BES’te madalya verilecek katılımcılar
Aylık düzenli bir
birikim olan BES’te başlangıç ve sonuç endeksine bakıp sonuç çıkarmak yanlış
olmasa bile eksik bir incelemedir. Başlangıç ve sonuç endekslerinin bize
söylediği tek şey eğer tüm birikimimizi ilk başta BES’e yatırıp
bir daha hiç para ekleyip çekmeseydik paramızın reel olarak geleceği seviyedir.
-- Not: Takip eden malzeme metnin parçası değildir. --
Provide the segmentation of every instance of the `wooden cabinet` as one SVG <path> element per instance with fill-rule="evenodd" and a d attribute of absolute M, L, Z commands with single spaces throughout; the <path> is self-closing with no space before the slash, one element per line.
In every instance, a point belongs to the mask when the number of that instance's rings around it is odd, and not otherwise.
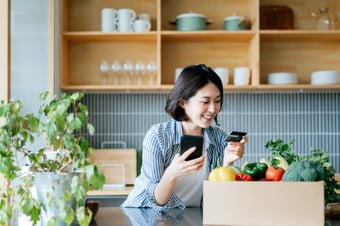
<path fill-rule="evenodd" d="M 287 5 L 294 12 L 294 30 L 261 30 L 260 6 Z M 340 70 L 340 26 L 338 30 L 314 29 L 310 11 L 329 6 L 340 11 L 337 0 L 62 0 L 61 1 L 61 89 L 87 91 L 154 91 L 173 87 L 175 68 L 204 63 L 229 69 L 225 90 L 339 89 L 340 84 L 310 85 L 316 70 Z M 101 32 L 103 8 L 130 8 L 151 15 L 150 32 Z M 171 21 L 187 12 L 205 15 L 210 24 L 204 31 L 176 31 Z M 224 18 L 246 16 L 251 29 L 225 31 Z M 340 23 L 340 22 L 339 22 Z M 132 76 L 130 84 L 120 75 L 102 84 L 102 60 L 153 61 L 154 83 L 149 72 L 142 81 Z M 248 66 L 250 84 L 232 85 L 233 69 Z M 298 74 L 298 84 L 269 85 L 270 72 Z M 151 72 L 150 72 L 151 73 Z"/>

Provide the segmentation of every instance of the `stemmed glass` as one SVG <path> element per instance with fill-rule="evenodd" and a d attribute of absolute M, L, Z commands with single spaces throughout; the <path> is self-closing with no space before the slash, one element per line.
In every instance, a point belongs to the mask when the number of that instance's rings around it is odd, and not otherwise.
<path fill-rule="evenodd" d="M 131 61 L 127 60 L 124 62 L 123 71 L 125 74 L 126 85 L 131 85 L 131 77 L 133 76 L 133 64 Z"/>
<path fill-rule="evenodd" d="M 110 65 L 106 60 L 102 60 L 100 62 L 100 65 L 99 65 L 99 69 L 101 71 L 102 85 L 106 85 L 107 80 L 108 80 L 108 75 L 109 75 L 109 72 L 110 72 Z"/>
<path fill-rule="evenodd" d="M 141 60 L 137 60 L 135 65 L 136 74 L 138 76 L 137 84 L 142 85 L 143 76 L 145 74 L 145 64 Z"/>
<path fill-rule="evenodd" d="M 157 66 L 156 63 L 152 60 L 150 60 L 147 65 L 146 65 L 146 70 L 150 76 L 149 79 L 149 84 L 154 85 L 154 77 L 156 77 L 156 72 L 157 72 Z"/>
<path fill-rule="evenodd" d="M 120 72 L 122 71 L 122 65 L 119 60 L 114 60 L 111 65 L 112 75 L 113 75 L 113 84 L 118 85 L 118 78 Z"/>

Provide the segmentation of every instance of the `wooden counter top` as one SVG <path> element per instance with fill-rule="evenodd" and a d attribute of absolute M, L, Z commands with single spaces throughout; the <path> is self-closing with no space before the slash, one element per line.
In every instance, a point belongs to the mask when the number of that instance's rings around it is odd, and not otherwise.
<path fill-rule="evenodd" d="M 122 189 L 103 189 L 98 191 L 89 191 L 87 195 L 89 197 L 97 197 L 97 196 L 127 196 L 130 191 L 133 189 L 133 186 L 126 186 Z"/>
Halbuki biz BES’e her ay para yatırıyoruz. İlk ay yatırdığımız 100 TL’miz 16 yıl
sonra 640 TL olmuş olabilir ama ya 2.ay yatırdığımız paralar ne oldu? 10.aydaki paralar
120.aydaki paralar? Yatırılan her katkı payı değişik zamanlarda yatırıma
yöneldiği için hepsi değişik tutarlarda getiri elde etmişlerdir. Dolayısıyla ödeme
serilerinin incelenmesi gerekmektedir.
Bu periyodik yatırım serilerinin göz önüne alarak EGM
BES-Tüm endeksi ile ilgili gerçek performansı daha önce irdelemiştim. Bu ve
bundan sonraki çalışmalarda bazı fon gruplarının performansları hakkında bazı
yorumlarda bulunmak istiyorum.
TL Borçlanma araçları
ve Standart fon grupları
Son zamanlarda ağırlığını kaybetse de fon grupları
arasında en büyük olanı, genelde devlet tahvili içeren, TL Borçlanma araçları olarak
anılan gruptur. Standart fon grubu da bu fon grubu ile çok yakındır ve
performansları da hem zaman hem de getiri açısında birbirine yakındır. Bu iki
grup şu anda toplam fonların %22’sini temsil ediyorsa da, Bireysel emeklilik
sisteminin başladığı 2003 yılından beri bakıldığında ortalama olarak tüm BES
fonlarının % 50’sini teşkil etmişler. Ayrıca düşük riskli olarak
görüldüklerinden ilk başlangıç fonları da genelde bu 2 fon olmaktadır.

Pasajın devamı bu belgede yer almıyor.